Сын вместо ответа подошел к кружке с элем и, многозначительно кивнув головой родителю, хлебнул.
– Прекрасно умеешь присасываться, Сэмми, – заметил мистер Уэллер-старший, заглядывая в кружку, когда его первенец поставил, ее на стол, осушив до половины. – Из тебя получилась бы на редкость способная устрица, Сэмми, если бы ты родился на этом жизненном посту.
– Да, пожалуй, мне бы удалось иметь приличный доход, – ответил Сэм, принимаясь с немалым рвением за холодную говядину.
– Мне очень грустно, Сэмми, – сказал старший мистер Уэллер, взбалтывая эль, прежде чем пить его, – мне очень грустно, Сэмми, слышать из твоих уст, что ты дал себя одурачить этой-вот шелковице. До позавчерашнего дня я думал, что кличка «одураченный» никогда не прилипнет к Веллеру... никогда не прилипнет!
– Никогда, за исключением, конечно, случая со вдовой, – сказал Сэм.
– Вдовы, Сэмми, – отозвался мистер Уэллер, слегка меняясь в лице, вдовы – это исключения из любого правила. Я когда-то слыхал, сколько нужно обыкновенных женщин, чтобы так обойти человека, как обойдет одна вдова. Кажется, двадцать пять, но я хорошенько не знаю, может быть больше.
– Этого достаточно, – сказал Сэм.
– Вдобавок, – продолжал мистер Уэллер, не обращая внимания на то, что его прервали, – это совсем другое дело.

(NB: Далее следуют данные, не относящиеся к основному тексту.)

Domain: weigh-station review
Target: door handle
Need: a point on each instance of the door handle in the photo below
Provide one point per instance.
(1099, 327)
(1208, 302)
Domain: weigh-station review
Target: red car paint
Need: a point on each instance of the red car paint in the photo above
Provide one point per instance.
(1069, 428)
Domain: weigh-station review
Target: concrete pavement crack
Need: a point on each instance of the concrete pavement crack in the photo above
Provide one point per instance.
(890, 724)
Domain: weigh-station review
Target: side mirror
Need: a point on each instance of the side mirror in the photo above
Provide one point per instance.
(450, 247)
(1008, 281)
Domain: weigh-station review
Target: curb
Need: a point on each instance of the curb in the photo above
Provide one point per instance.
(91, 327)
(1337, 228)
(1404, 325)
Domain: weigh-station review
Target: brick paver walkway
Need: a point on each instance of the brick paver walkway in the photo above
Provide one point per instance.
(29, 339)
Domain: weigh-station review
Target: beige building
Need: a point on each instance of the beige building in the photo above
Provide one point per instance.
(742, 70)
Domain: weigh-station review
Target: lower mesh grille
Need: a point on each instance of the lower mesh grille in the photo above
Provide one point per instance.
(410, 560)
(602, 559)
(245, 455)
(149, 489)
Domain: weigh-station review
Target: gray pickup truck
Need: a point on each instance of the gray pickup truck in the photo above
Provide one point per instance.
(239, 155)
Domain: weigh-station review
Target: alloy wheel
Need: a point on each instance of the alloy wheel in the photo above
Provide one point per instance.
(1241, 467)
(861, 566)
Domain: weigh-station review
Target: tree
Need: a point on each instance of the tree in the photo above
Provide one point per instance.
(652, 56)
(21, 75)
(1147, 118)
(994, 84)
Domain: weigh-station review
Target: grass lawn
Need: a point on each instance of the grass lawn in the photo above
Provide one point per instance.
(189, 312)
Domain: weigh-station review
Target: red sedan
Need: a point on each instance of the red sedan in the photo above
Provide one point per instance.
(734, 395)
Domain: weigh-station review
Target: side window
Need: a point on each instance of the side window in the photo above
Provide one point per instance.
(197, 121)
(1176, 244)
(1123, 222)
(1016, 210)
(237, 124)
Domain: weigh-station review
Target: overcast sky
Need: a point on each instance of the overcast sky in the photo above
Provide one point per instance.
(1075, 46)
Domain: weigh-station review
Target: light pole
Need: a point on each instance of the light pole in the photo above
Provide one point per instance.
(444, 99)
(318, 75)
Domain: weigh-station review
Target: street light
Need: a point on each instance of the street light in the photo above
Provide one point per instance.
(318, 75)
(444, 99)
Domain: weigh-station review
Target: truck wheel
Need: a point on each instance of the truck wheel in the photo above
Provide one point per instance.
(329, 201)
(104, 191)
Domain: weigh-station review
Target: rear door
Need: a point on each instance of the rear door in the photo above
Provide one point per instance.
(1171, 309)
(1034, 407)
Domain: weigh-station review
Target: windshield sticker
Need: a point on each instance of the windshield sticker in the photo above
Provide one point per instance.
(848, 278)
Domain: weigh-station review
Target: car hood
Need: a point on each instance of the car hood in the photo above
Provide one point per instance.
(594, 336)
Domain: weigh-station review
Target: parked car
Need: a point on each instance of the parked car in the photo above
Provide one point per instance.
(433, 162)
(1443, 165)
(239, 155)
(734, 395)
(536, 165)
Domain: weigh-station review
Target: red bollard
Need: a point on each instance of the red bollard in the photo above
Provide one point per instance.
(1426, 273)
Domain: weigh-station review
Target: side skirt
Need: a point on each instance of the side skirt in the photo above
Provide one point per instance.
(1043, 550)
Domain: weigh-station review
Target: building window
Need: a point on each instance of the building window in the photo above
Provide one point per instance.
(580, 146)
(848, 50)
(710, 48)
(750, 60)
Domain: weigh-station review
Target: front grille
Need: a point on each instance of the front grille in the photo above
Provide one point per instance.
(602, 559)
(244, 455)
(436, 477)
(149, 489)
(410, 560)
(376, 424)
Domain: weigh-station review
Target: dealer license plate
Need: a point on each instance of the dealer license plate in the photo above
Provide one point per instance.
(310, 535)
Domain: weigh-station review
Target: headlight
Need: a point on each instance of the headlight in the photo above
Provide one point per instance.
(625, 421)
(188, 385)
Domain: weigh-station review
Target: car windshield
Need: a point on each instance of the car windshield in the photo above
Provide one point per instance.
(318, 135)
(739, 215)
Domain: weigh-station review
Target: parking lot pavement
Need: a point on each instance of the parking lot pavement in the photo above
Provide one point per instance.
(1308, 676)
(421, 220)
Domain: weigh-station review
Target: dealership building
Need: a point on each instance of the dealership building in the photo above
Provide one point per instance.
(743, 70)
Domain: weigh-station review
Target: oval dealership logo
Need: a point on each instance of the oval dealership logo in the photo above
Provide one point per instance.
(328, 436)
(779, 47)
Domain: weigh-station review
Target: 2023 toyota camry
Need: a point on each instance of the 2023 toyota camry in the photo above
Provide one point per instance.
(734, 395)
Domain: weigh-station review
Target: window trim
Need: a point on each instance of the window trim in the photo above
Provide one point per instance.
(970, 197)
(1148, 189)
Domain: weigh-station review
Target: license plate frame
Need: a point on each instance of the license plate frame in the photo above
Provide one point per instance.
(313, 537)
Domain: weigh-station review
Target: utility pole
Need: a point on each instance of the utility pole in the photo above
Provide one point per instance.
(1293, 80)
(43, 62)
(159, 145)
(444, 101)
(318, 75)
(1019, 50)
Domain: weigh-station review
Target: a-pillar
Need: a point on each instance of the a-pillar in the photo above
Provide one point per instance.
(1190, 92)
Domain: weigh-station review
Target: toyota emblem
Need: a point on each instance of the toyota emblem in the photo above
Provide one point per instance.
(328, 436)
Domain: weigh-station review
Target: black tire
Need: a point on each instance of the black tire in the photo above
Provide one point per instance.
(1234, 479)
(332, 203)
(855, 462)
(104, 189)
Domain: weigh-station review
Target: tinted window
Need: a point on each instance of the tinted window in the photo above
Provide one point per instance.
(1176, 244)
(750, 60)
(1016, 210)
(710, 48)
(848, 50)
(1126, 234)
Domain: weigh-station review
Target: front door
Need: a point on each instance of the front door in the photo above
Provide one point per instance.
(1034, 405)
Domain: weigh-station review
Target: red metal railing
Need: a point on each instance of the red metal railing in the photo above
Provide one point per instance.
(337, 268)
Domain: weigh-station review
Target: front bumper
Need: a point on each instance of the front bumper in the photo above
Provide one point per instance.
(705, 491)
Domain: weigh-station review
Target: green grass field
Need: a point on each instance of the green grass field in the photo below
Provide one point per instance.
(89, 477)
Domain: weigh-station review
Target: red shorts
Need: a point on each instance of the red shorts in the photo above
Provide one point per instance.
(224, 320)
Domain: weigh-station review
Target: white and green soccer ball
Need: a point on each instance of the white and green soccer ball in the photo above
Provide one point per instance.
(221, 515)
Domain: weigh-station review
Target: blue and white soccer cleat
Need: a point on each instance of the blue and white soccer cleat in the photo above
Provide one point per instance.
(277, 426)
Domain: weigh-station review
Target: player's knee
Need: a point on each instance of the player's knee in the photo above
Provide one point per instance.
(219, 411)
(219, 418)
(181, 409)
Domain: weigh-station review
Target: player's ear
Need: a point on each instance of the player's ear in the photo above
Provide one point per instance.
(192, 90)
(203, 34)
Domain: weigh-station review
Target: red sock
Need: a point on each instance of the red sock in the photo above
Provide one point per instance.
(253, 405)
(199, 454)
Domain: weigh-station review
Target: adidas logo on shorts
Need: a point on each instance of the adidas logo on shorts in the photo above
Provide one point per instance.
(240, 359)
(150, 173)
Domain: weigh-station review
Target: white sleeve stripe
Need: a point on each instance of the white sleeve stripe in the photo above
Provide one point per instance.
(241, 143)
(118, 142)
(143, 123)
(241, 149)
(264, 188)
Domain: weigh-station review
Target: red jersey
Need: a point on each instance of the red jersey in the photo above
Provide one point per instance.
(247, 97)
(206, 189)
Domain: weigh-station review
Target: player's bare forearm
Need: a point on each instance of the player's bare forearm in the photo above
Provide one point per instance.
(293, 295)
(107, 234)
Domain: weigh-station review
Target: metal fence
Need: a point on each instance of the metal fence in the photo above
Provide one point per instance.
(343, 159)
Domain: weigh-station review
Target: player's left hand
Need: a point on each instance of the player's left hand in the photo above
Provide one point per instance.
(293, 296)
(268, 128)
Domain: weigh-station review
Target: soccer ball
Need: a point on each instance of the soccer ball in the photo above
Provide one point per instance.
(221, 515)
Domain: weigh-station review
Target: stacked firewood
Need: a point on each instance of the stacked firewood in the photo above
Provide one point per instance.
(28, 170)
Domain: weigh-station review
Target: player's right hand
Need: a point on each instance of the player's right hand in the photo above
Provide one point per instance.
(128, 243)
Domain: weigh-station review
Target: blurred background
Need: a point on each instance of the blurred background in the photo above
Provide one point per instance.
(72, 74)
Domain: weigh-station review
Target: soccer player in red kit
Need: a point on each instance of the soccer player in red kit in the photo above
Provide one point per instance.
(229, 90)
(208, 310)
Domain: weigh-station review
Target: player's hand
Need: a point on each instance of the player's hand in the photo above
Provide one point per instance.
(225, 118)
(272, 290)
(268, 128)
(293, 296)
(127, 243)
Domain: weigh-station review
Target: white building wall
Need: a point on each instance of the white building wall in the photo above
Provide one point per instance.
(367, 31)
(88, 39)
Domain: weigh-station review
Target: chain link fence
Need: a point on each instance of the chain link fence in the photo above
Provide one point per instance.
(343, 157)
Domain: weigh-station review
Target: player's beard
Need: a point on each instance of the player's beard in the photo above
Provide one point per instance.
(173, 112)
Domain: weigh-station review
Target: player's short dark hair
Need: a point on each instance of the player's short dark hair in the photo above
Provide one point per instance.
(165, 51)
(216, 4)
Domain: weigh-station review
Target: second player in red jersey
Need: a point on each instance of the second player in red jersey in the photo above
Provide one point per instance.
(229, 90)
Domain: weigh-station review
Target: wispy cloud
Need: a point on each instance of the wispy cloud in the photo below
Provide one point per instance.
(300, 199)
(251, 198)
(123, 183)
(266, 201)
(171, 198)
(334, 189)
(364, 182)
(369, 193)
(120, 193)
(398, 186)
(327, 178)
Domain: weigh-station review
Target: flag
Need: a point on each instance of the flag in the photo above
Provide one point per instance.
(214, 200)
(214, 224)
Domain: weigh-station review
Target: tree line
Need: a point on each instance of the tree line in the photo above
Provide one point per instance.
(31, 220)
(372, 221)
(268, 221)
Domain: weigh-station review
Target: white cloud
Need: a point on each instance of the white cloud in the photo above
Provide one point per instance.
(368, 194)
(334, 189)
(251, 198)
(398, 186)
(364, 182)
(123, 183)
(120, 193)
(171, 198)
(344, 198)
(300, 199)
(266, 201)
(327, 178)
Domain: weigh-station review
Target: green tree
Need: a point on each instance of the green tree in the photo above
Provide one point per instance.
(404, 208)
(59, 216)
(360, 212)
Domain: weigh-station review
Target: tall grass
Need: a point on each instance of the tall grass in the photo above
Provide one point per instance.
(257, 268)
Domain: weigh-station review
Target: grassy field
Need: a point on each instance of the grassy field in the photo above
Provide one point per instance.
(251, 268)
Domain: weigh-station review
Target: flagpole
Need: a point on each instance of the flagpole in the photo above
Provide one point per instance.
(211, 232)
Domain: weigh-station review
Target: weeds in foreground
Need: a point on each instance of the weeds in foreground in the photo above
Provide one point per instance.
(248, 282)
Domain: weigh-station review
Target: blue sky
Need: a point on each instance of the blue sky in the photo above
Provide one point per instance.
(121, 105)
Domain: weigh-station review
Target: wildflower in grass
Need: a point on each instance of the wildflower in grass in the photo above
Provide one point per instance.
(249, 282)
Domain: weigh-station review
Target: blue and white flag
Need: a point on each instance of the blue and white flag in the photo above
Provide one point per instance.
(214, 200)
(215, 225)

Ты знаешь, Сэмми, что сказал законник, защищавший джентльмена, который колотил жену кочергой, когда бывал навеселе. «А в конце концов, милорд, – сказал он, – это любовная слабость». То же самое говорю я о вдовах, Сэмми, и то же скажешь ты, когда доживешь до моих лет.
– Знаю, мне бы следовало смотреть в оба, – сказал Сэм.
– Следовало смотреть в оба! – повторил мистер Уэллер, ударяя кулаком по столу. – Следовало смотреть в оба! Да, я знаю одного юнца, который и на половину в на четверть не был так хорошо воспитан, как ты, – не ночевал на рынках по полгода, – так он не дал бы одурачить себя таким манером, не дал бы, Сэмми.
В смятении чувств, вызванном этими мучительными размышлениями, мистер Уэллер позвонил в колокольчик и потребовал дополнительную пинту эля.
– Ну, что толку говорить об этом, – отозвался Сэм. – Дело сделано, и его не исправить, и это единственное утешение, как говорят в Турции, когда отрубят голову не тому, кому следует. Теперь мой ход, папаша, и как только я заполучу этого Троттера, я сделаю хороший ход.
– Надеюсь, Сэмми, надеюсь, – ответил мистер Уэллер. – За твое здоровье, Сэмми, и постарайся поскорее смыть позор, которым ты запятнал нашу фамилию, В ознаменование этого тоста мистер Уэллер осушил одним духом по крайней мере две трети только что поданной пинты и передал ее сыну, дабы покончить с остатками, что тот немедленно и исполнил.